Investigation of Automated and Augmented Covariate Imputation during the Estimation of two Confirmatory Multidimensional Bayesian Latent Variable Models

Faculty/Professorship: Statistics and Econometrics  ; Fakultät Sozial- und Wirtschaftswissenschaften: Abschlussarbeiten 
Author(s): Schnapp, Thorsten
Publisher Information: Bamberg : Otto-Friedrich-Universität
Year of publication: 2019
Pages: vi, 370 ; Illustrationen, Diagramme
Supervisor(s): Aßmann, Christian  ; Carstensen, Claus H. ; Saalfeld, Thomas  
Language(s): English
Dissertation, Otto-Friedrich-Universität Bamberg, 2019 ; Note, that this thesis uses data from the National Educational Panel Study (NEPS): Starting Cohort 4 – 9th Grade, doi:10.5157/NEPS:SC4:9.1.0. From 2008 to 2013, NEPS data were collected as part of the Framework Programme for the Promotion of Empirical Educational Research funded by the German Federal Ministry of Education and Research (BMBF).

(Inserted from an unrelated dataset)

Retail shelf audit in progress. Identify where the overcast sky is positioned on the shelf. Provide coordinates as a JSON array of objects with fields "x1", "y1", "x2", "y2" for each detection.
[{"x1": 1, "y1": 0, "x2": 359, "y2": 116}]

As of 2014, the NEPS survey is carried out by the Leibniz Institute for Educational Trajectories (LIfBi) at the University of Bamberg in cooperation with a nationwide network.
DOI: 10.20378/irb-46497
Licence: German Act on Copyright 
URN: urn:nbn:de:bvb:473-irb-464970
The purpose of this thesis is to investigate parameter estimation and simultaneous imputation of covariates for two multidimensional Bayesian latent variable models. These models encompass a multivariate confirmatory factor analytic model and a multivariate normal-ogive item response theory (IRT) model. The basic idea for the research conducted stems from the positive findings for IRT models with one latent variable of Aßmann et al. (2015) and Gaasch (2017) respectively, and the research of Preising (2018) concerning dynamic linear panel models, with presenting, aside from estimation, a relief for the burden of determining an imputation model for missing values in covariates by using an automated procedure, i.e. imputation via a classification and regression tree approach (CART).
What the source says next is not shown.